I have the following data frame in pyspark:
date | user_country | account_type | num_listens |
---|---|---|---|
2022-08-01 | UK | premium | 32 |
2022-08-01 | DE | free | 64 |
2022-08-01 | FR | free | 93 |
2022-08-01 | UK | free | 51 |
2022-08-02 | UK | premium | 26 |
2022-08-02 | FR | free | 34 |
2022-08-02 | DE | free | 29 |
2022-08-02 | DE | premium | 41 |
2022-08-02 | DE | free | 12 |
2022-08-02 | FR | premium | 31 |
2022-08-03 | FR | free | 55 |
2022-08-03 | UK | premium | 38 |
2022-08-03 | UK | premium | 51 |
2022-08-03 | FR | free | 81 |
2022-08-04 | DE | free | 6 |
2022-08-04 | UK | premium | 97 |
2022-08-04 | FR | free | 33 |
2022-08-04 | UK | premium | 41 |
2022-08-04 | FR | premium | 67 |
2022-08-04 | DE | free | 86 |
2022-08-04 | DE | free | 25 |
2022-08-04 | FR | free | 16 |
2022-08-04 | FR | free | 48 |
2022-08-04 | UK | premium | 11 |
2022-08-04 | UK | free | 24 |
2022-08-05 | DE | free | 95 |
2022-08-05 | FR | free | 68 |
2022-08-05 | DE | premium | 23 |
2022-08-05 | UK | free | 79 |
2022-08-05 | UK | free | 41 |
2022-08-05 | DE | premium | 99 |
columns = ["date", "user_country","account_type", "num_listens"]

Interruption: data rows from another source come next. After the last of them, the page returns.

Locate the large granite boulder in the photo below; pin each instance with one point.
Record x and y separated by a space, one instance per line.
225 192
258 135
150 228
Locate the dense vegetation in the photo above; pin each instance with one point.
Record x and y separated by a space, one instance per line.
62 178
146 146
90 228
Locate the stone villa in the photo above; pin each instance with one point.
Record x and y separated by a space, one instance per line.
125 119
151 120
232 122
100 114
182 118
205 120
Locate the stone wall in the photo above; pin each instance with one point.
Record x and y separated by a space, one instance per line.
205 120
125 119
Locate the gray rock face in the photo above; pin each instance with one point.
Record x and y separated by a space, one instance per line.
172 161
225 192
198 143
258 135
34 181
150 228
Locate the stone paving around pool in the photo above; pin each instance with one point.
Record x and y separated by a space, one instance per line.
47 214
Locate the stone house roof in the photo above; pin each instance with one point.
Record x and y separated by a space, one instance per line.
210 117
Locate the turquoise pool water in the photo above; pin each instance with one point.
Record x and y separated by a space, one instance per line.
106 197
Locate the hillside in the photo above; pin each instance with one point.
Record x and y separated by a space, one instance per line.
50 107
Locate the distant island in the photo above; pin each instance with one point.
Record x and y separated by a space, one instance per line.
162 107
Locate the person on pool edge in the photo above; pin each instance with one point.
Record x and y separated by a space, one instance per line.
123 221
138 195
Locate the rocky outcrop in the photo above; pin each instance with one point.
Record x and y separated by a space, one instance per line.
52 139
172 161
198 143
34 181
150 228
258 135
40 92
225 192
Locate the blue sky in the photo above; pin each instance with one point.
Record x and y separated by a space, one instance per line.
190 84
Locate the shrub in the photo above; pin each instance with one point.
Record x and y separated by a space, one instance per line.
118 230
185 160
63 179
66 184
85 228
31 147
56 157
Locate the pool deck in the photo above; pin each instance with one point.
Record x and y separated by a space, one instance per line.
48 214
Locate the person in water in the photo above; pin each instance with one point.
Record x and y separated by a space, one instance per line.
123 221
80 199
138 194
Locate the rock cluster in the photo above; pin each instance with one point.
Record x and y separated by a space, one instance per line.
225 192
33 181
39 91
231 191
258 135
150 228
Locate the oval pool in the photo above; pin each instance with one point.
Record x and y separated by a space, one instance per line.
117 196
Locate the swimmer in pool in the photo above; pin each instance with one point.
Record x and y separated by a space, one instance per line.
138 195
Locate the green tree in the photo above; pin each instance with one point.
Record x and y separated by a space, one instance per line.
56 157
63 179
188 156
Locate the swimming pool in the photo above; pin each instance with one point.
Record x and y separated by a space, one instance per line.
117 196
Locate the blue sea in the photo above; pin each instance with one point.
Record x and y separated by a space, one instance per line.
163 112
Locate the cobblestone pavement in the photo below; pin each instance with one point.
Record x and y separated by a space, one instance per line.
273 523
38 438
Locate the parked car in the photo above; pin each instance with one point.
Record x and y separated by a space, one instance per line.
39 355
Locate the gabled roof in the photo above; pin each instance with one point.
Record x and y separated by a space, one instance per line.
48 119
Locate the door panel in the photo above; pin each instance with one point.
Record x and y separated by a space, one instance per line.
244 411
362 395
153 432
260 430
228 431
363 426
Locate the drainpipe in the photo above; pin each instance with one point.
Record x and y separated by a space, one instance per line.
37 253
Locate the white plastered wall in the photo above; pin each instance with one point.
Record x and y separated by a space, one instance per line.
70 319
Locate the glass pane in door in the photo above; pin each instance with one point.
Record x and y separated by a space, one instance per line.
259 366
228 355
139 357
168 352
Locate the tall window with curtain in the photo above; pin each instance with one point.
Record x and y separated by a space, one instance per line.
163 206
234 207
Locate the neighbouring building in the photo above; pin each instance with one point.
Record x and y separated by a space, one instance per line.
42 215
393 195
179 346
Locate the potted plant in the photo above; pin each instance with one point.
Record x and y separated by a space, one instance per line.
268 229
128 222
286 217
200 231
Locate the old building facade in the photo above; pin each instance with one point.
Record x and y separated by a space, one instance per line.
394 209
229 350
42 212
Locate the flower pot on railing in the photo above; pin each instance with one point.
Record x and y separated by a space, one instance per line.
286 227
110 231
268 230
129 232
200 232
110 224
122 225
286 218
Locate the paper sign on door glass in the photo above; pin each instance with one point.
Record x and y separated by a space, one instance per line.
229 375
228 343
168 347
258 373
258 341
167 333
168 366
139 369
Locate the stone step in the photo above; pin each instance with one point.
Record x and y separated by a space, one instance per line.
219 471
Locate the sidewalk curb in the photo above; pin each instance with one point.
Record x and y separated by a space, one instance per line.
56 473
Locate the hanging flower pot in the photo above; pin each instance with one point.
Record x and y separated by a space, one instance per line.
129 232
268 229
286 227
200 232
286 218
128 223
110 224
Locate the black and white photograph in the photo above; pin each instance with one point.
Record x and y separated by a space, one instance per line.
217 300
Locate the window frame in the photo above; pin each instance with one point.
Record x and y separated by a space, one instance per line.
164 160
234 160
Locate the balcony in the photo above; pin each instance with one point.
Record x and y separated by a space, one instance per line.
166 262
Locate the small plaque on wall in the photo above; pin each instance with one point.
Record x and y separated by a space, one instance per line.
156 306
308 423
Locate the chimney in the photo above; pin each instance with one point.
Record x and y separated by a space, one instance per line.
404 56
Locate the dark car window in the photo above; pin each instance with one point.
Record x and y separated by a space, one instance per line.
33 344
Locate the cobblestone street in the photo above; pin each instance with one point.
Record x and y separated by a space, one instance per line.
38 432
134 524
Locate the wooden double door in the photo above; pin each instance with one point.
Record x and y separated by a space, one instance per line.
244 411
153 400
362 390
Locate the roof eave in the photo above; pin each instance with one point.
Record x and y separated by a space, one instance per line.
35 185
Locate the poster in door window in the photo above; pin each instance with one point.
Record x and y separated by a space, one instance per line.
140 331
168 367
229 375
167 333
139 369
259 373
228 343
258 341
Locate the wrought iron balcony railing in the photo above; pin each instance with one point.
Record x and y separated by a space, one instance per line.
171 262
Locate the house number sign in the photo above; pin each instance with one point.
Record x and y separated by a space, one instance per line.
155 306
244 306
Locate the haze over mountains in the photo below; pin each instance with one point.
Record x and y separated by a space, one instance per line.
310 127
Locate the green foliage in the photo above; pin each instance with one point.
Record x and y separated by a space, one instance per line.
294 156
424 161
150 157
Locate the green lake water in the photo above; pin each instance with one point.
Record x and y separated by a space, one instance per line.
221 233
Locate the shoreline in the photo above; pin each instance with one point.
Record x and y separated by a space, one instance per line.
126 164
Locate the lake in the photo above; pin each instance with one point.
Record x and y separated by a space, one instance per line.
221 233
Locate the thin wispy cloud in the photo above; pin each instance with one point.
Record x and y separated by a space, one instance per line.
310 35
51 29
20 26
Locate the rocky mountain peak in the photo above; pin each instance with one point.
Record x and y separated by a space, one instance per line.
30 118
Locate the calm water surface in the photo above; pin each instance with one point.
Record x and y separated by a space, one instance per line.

data = [("2022-08-01", "UK", "premium", "32"),
("2022-08-01", "DE", "free", "64"),
("2022-08-01", "FR", "free", "93"),
("2022-08-01", "UK", "free", "51"),
("2022-08-02", "UK", "premium", "26"),
("2022-08-02", "FR", "free", "34"),
("2022-08-02", "DE", "free", "29"),
("2022-08-02", "DE", "premium", "41"),
("2022-08-02", "DE", "free", "12"),
("2022-08-02", "FR", "premium", "31"),
("2022-08-03", "FR", "free", "55"),
("2022-08-03", "UK", "premium", "38"),
("2022-08-03", "UK", "premium", "51"),
("2022-08-03", "FR", "free", "81"),
("2022-08-04", "DE", "free", "6"),
("2022-08-04", "UK", "premium", "97"),
("2022-08-04", "FR", "free", "33"),
("2022-08-04", "UK", "premium", "41"),
("2022-08-04", "FR", "premium", "67"),
("2022-08-04", "DE", "free", "86"),
("2022-08-04", "DE", "free", "25"),
("2022-08-04", "FR", "free", "16"),
("2022-08-04", "FR", "free", "48"),
("2022-08-04", "UK", "premium", "11"),
("2022-08-04", "UK", "free", "24"),
("2022-08-05", "DE", "free", "95"),
("2022-08-05", "FR", "free", "68"),
("2022-08-05", "DE", "premium", "23"),
("2022-08-05", "UK", "free", "79"),
("2022-08-05", "UK", "free", "41"),
("2022-08-05", "DE", "premium", "99")
]
I'm trying to group this data by user_country, account_type and num_listens, always calculating the median value for each group. On top of this I would like to use a sliding time window to restrict the data I use for each aggregation. For example, when calculating the median value on 2022-08-04, I would only like to use data from the ten dates prior.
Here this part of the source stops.